Je m’abstiens de réagir. J’essaie d’assimiler l’information – Drina serait-elle responsable de l’accident ?

— Bien sûr que oui ! Il faut vraiment tout t’expliquer, c’est assommant ! C’est moi qui ai fait peur à cette biche pour qu’elle fonce sur votre voiture. Je savais que ton père était un pauvre bougre sentimental, prêt à risquer la vie de toute sa famille pour sauver un animal. Les mortels sont tellement prévisibles ! Surtout les honnêtes gens qui s’évertuent à bien faire. Sauf qu’au final c’était presque trop facile pour être vraiment drôle. Mais ne te fais pas d’illusions, Ever. Cette fois, Damen n’est pas là pour te sauver, et je ne partirai que lorsque j’aurai terminé le travail.

Je parcours la pièce du regard, en quête d’une protection quelconque.
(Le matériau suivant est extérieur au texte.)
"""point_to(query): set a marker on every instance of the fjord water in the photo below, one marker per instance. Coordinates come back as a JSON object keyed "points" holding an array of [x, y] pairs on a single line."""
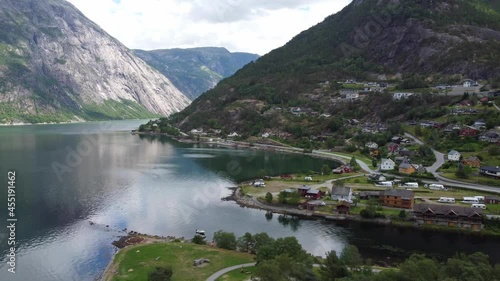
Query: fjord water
{"points": [[68, 175]]}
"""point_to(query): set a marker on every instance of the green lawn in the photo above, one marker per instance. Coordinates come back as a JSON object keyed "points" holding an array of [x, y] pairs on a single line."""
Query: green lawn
{"points": [[237, 275], [356, 154], [474, 179], [179, 256]]}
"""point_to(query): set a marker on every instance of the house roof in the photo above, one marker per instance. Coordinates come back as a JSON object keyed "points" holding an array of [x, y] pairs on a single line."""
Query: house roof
{"points": [[472, 158], [369, 193], [388, 160], [495, 169], [404, 194], [444, 210], [405, 165], [313, 191], [344, 191]]}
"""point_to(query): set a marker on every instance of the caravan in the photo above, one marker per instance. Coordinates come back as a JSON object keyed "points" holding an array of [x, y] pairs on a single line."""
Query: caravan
{"points": [[384, 183], [446, 200], [480, 206], [434, 186], [470, 200], [409, 185]]}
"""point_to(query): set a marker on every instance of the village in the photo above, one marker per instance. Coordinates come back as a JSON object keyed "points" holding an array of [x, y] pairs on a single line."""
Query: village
{"points": [[352, 195]]}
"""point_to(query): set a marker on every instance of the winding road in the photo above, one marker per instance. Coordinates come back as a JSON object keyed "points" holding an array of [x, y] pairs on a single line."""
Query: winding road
{"points": [[221, 272], [440, 179]]}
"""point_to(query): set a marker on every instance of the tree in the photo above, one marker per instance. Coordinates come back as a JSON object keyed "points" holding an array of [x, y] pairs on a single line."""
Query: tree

J’aperçois le bloc à couteaux, à l’autre bout de la cuisine, mais je sais que je ne l’atteindrai jamais avant elle. Je ne suis pas aussi rapide qu’elle ou Damen. Enfin, je ne crois pas, et ce n’est vraiment pas le moment d’essayer.

— Oh, mais je t’en prie, va chercher le couteau, ça ne changera rien, soupire-t-elle en consultant sa montre incrustée de diamants. En revanche, j’aimerais bien commencer, si ça ne t’ennuie pas. D’habitude, j’aime prendre mon temps, m’amuser un peu, tu vois ? Mais c’est la Saint-Valentin, aujourd’hui, et j’ai prévu un dîner avec mon amoureux dès que j’en aurai fini avec toi.

Elle a les yeux ombrageux, la bouche crispée, et, l’espace d’un instant, la vraie noirceur de sa nature émerge à la surface. Mais cela s’évanouit aussitôt, laissant la place à une beauté époustouflante, presque insoutenable.

— Tu sais que j’étais son grand amour, avant que tu débarques, lors de l’une de tes... réincarnations précédentes. Et puis tu es arrivée, et tu as essayé de me le voler, et depuis, c’est toujours le même cycle qui se répète.

En parlant, elle s’approche à petits pas feutrés et se retrouve juste sous mon nez avant que j’aie eu le temps de réagir.

— Je suis venue le reprendre. Et que les choses soient bien claires, Ever, il finit toujours par me revenir.

J’attrape la planche à découper en bambou pour la lui assener sur la tête, mais elle se jette sur moi avec une telle vitesse que mes pieds décollent du sol et qu’elle me plaque contre le frigo. La violence de l’impact me coupe le souffle, et je m’écroule par terre en luttant pour retrouver de l’air. J’entends ma tête cogner avec un bruit sourd et je sens une goutte de sang me couler dans la bouche.

Je n’ai pas le temps de bouger ni de faire un geste pour me défendre que Drina est sur moi, et me lacère les vêtements, les cheveux, le visage, en me sifflant à l’oreille :

— Abandonne, Ever. Laisse-toi aller. Va rejoindre ta jolie petite famille, qui est très pressés de te revoir. Tu n’es pas taillée pour cette vie. Tu n’as plus rien à faire ici. Je te donne la possibilité d’en sortir.